The most immediate meaning of "Wigwam" within its release context was probably strategic rather than purely artistic. By 1970, Bob Dylan had spent the better part of a decade under the pressure of being regarded as the voice of a generation, the most important lyricist in popular music, the prophet whose every verbal utterance carried social and cultural significance. This pressure was exhausting and distorting, and Dylan had been visibly resisting it since his retreat from touring following his 1966 motorcycle accident. A wordless song released at the height of critical anticipation was, on one level, a direct refusal of the lyrical expectation, a demonstration that Dylan could choose not to say anything and still release commercial recordings.
The musical content itself communicates something, regardless of the absence of verbal content. The brass-heavy arrangement and the marching quality of the rhythm evoke public celebration, collective festivity, the town square rather than the bedroom or the coffee shop where most of Dylan's important work had originated emotionally. The hummed melody is warm rather than melancholic, social rather than private. If Dylan was refusing the role of prophet and sage, "Wigwam" proposed instead the role of the jester or the parade participant, someone whose relationship to the public was celebratory rather than oracular.
The title "Wigwam" adds a layer of gentle playfulness that reinforces this interpretation. The word carries associations with childhood, with games and imaginary spaces, with a pre-adult sense of play that the serious critical culture surrounding Dylan in 1970 had no framework for taking seriously. Dylan's use of such a title for a pop single released at the peak of his cultural prestige could be read as a joke at the expense of the critical apparatus that had been erected around him, an invitation to notice how absurd it was to expect spiritual significance from a man who might simply want to hum a melody and play with his band.

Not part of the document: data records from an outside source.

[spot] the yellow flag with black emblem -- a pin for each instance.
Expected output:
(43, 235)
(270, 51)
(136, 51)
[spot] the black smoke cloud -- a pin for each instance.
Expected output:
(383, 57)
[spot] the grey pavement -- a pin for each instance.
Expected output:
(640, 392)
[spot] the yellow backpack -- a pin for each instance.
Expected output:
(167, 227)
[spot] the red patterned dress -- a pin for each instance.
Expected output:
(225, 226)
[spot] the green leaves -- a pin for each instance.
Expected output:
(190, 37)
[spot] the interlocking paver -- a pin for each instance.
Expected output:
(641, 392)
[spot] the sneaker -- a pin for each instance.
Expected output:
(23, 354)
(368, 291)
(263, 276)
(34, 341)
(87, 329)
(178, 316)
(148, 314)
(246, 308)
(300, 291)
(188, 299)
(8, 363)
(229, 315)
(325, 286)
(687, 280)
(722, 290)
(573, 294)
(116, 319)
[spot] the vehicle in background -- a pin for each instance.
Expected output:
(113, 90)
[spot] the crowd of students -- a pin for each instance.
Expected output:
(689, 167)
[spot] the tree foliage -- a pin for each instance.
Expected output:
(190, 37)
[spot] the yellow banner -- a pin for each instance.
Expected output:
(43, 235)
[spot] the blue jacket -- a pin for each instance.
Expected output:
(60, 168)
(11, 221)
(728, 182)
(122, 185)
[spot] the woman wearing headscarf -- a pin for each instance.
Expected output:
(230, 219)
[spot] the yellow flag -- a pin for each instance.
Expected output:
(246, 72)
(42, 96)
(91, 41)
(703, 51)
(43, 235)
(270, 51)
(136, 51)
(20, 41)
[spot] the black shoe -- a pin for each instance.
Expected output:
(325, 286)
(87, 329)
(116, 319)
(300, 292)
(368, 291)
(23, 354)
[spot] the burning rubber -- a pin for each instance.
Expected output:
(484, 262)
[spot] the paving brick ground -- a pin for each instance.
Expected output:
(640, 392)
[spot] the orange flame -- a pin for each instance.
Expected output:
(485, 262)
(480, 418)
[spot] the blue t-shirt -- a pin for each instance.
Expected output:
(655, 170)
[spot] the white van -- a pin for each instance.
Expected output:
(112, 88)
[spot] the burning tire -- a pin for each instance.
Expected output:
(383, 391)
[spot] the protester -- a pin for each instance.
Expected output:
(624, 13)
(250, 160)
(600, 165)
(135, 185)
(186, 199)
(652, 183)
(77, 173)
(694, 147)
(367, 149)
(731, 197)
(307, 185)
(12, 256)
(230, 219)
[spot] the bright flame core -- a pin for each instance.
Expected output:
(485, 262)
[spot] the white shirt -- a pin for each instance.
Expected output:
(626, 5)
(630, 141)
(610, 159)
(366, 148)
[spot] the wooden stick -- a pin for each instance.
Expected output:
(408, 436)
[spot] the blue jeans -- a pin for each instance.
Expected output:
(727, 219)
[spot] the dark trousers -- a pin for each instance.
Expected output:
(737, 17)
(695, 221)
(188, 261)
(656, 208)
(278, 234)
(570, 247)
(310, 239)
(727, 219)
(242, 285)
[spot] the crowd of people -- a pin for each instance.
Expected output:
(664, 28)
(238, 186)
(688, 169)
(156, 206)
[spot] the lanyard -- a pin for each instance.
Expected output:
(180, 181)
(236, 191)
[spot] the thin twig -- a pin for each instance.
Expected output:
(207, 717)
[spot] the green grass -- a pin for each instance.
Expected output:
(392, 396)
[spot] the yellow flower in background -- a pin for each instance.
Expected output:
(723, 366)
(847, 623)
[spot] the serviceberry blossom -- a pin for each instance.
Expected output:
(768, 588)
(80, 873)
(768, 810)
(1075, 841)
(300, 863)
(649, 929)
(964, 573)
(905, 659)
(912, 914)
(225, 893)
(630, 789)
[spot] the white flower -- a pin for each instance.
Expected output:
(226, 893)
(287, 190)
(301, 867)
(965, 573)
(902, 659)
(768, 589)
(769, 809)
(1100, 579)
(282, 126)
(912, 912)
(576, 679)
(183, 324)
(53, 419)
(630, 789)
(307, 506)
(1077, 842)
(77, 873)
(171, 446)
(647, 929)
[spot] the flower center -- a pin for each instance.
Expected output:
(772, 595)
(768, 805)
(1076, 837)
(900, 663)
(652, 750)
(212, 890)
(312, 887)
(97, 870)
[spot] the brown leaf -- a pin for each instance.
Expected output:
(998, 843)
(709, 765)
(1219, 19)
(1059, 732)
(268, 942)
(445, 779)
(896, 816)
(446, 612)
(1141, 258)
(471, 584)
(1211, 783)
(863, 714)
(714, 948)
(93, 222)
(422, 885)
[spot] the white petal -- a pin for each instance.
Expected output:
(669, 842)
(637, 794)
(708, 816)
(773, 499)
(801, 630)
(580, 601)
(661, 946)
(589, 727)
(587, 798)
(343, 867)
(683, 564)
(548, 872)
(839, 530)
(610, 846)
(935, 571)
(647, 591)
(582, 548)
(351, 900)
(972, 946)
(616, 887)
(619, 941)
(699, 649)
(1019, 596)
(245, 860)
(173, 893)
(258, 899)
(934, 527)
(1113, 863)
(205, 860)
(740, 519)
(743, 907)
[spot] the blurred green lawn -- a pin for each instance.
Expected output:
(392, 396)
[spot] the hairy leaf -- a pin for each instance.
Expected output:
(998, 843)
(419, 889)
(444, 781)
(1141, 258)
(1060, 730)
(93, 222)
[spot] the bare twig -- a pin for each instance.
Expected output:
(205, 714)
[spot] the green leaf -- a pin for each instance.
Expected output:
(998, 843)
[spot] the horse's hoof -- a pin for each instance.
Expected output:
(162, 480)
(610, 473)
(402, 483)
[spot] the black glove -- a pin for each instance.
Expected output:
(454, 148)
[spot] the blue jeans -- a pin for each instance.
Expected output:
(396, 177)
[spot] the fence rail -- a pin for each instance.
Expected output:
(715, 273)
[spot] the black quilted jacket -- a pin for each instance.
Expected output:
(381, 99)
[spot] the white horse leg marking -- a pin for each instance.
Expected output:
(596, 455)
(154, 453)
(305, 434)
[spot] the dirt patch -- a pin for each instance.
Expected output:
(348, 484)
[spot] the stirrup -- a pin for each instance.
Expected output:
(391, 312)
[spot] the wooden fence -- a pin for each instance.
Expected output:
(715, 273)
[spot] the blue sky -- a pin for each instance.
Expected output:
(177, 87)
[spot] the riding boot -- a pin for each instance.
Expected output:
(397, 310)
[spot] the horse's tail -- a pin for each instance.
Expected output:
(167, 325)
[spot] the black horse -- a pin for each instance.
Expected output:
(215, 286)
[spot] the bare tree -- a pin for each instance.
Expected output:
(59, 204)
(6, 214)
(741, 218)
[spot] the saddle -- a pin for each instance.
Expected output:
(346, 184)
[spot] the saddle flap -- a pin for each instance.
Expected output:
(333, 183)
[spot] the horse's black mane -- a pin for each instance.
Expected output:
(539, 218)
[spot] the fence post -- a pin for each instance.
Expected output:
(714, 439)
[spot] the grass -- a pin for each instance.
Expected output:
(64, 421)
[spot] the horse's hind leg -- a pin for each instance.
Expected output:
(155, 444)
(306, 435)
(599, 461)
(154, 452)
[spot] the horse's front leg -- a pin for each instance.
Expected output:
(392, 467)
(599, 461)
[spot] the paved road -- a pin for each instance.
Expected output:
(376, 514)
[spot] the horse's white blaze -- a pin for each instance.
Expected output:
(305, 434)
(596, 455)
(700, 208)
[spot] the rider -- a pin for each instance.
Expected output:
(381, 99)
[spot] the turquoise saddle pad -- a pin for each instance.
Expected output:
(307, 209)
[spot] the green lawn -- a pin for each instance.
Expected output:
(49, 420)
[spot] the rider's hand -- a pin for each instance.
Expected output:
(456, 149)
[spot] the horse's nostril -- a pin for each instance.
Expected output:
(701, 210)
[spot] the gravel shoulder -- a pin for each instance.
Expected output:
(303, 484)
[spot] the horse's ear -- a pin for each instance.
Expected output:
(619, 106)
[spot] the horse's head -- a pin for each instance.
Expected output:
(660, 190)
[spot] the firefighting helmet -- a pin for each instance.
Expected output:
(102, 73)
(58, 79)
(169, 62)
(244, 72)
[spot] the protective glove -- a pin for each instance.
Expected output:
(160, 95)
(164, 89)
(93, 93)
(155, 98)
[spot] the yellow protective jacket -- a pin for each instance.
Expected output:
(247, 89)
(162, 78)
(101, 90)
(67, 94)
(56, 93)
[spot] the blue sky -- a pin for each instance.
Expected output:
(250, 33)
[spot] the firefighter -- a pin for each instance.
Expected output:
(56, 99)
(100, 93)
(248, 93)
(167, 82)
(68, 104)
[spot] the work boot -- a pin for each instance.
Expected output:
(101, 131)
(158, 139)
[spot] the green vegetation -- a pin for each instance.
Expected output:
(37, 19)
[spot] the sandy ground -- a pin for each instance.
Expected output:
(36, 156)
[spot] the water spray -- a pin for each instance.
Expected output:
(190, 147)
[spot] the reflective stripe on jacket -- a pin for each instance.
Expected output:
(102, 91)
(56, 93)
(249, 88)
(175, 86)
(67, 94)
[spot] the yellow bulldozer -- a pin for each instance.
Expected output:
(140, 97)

The relationship between "Wigwam" and the broader Self Portrait project is essential to its meaning. The album was widely understood as a deliberate act of artistic self-sabotage or self-redirection, an attempt to shed the accumulated weight of Dylan's cultural identity and exist more simply as a musician who enjoyed singing other people's songs and making unpretentious recordings. "Wigwam" within this context is the album's most extreme gesture in that direction: not just a cover of someone else's work, not just a casual recording of a lesser original, but a complete abdication of the verbal identity that had made Dylan who he was in the cultural imagination.
Whether "Wigwam" succeeds as music is a question that listeners continue to answer differently. It is charming, light, and deliberately modest in a way that suits its emotional purpose. Its commercial chart performance demonstrated that Dylan's audience was large and loyal enough to follow him even into this territory, or at least curious enough about what he was doing there to purchase the single and find out. The song remains one of the more puzzling and interesting footnotes in a catalog full of moments that resist simple classification.